SANDERS: Well, I am focusing on the fact that, whether you're white or black or Hispanic or Asian, if you are in the working class, you are struggling to keep your heads above water. You're worried about your kids. What should the Democratic Party talking about, Steve? What they should be talking about is a massive federal jobs program. There was once a time when our nation's infrastructure - roads, bridges, water systems, rail - were the envy of the world. Today, that's no longer the case.
INSKEEP: Haven't Democrats been raising some of these issues...
INSKEEP: ...And weren't they raising them in the election that they just lost?
SANDERS: Some candidates did raise some of these issues. But I don't think you see the kind of forceful development of this idea and forceful need to raise the issue about job creation that we should be talking about. I would say, if you go out on the street and you talk to people and say, which is the party of the American working pass - class - people would look to you like you're a little bit crazy. They wouldn't know what you're talking about, and they certainly wouldn't identify the Democrats.
INSKEEP: Help me understand what's going on here though because you have mentioned the white vote in the past. The African-American working class has been voting for Democrats. If you looked at single women, who were often working class...
SANDERS: You're going into this - Steve, you're going into this demographic stuff, which I reject. That's not my cup of tea.
INSKEEP: Although, you talked about it.
SANDERS: Yes. Well, here's what you got. What you got is an African-American president. And the African-American community is very, very proud that this country has overcome racism and voted for him for president. And that's kind of natural. You got a situation where the Republican Party has been strongly anti-immigration. And you've got a Hispanic community, which is looking to the Democrats for help. But that's not important. You should not be basing your politics based on your color. What you should be basing your politics on is, how is your family doing?
And your point is well taken. In the last election, in state after state, you had an abysmally low vote for the Democrats among white, working-class people. And I think the reason for that is that the Democrats have not made it clear that they are prepared to stand with the working people of this country, take on the big money interest. I think the key issue that we have to focus on - I know people are uncomfortable about talking about it - is the role of the billionaire class in American society.
INSKEEP: Why are people uncomfortable in your view?

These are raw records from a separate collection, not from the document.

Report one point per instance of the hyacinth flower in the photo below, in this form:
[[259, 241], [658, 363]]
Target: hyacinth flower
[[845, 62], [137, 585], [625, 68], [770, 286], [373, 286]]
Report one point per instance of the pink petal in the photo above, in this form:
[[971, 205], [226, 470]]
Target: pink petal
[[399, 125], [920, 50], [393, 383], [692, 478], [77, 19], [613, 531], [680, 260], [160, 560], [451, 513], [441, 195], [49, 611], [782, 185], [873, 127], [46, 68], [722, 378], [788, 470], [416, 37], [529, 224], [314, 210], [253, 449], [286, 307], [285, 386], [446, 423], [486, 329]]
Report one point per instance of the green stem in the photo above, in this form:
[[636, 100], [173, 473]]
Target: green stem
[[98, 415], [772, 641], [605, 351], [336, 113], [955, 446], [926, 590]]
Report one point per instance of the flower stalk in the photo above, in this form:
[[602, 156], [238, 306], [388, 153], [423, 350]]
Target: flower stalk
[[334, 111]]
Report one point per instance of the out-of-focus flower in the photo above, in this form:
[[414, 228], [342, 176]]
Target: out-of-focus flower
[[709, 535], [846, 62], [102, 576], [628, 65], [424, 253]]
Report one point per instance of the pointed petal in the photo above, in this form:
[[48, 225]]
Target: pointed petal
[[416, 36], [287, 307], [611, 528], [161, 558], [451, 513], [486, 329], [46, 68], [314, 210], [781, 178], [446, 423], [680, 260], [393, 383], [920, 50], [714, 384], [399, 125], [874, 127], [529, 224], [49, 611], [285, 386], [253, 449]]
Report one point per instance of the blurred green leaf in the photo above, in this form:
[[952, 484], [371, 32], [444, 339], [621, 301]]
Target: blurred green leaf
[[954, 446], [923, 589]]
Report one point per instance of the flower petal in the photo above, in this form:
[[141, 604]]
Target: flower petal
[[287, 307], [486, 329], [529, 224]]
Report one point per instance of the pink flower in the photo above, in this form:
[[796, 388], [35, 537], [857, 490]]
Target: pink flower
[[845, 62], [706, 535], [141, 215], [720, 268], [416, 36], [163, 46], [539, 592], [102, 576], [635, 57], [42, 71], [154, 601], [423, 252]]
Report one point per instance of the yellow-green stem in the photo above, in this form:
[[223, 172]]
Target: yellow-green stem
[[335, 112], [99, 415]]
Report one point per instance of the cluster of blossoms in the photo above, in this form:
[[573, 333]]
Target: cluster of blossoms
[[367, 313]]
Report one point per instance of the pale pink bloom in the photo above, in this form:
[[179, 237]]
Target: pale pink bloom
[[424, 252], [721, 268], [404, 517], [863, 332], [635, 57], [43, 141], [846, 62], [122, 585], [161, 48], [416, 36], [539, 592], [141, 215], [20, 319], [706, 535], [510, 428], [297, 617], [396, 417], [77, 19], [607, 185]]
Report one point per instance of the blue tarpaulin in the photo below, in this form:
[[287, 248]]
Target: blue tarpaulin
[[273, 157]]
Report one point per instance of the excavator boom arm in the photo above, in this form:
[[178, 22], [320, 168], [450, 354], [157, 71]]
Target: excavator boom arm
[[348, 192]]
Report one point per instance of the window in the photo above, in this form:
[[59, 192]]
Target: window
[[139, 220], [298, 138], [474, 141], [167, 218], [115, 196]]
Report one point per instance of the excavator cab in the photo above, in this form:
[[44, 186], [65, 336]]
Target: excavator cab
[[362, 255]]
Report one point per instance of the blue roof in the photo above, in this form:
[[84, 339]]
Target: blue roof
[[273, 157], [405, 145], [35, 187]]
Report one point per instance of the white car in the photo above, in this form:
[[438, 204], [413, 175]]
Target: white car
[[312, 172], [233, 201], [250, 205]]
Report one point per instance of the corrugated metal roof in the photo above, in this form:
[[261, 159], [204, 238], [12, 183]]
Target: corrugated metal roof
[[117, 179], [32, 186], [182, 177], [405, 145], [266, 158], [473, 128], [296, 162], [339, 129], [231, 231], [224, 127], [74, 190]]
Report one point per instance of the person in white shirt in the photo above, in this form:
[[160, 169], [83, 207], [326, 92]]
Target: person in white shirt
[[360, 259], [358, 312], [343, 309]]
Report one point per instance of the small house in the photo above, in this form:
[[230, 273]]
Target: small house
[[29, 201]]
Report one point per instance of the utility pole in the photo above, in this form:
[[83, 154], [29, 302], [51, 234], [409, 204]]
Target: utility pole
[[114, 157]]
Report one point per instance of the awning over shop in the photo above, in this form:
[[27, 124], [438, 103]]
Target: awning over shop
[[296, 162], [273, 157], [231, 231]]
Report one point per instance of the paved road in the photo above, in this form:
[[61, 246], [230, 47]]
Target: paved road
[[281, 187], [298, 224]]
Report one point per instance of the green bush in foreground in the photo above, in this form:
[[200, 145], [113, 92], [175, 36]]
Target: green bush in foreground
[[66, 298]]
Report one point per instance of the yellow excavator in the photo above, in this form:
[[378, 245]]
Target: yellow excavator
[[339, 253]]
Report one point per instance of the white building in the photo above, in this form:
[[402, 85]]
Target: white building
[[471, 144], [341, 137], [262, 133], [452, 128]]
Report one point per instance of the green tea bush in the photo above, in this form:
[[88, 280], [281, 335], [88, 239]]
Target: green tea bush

SANDERS: Because they fund organizations like NPR and the media in general, because they make huge campaign contributions to politics of politicians of all stripes.
INSKEEP: If I might, you're on NPR. I've seen you on CNN.
INSKEEP: You get your voice out. Are you being drowned out?
SANDERS: No, I'm doing pretty well lately as a matter of fact. But that's because I've given thought to running for president.
INSKEEP: That's Vermont's Senator Bernie Sanders.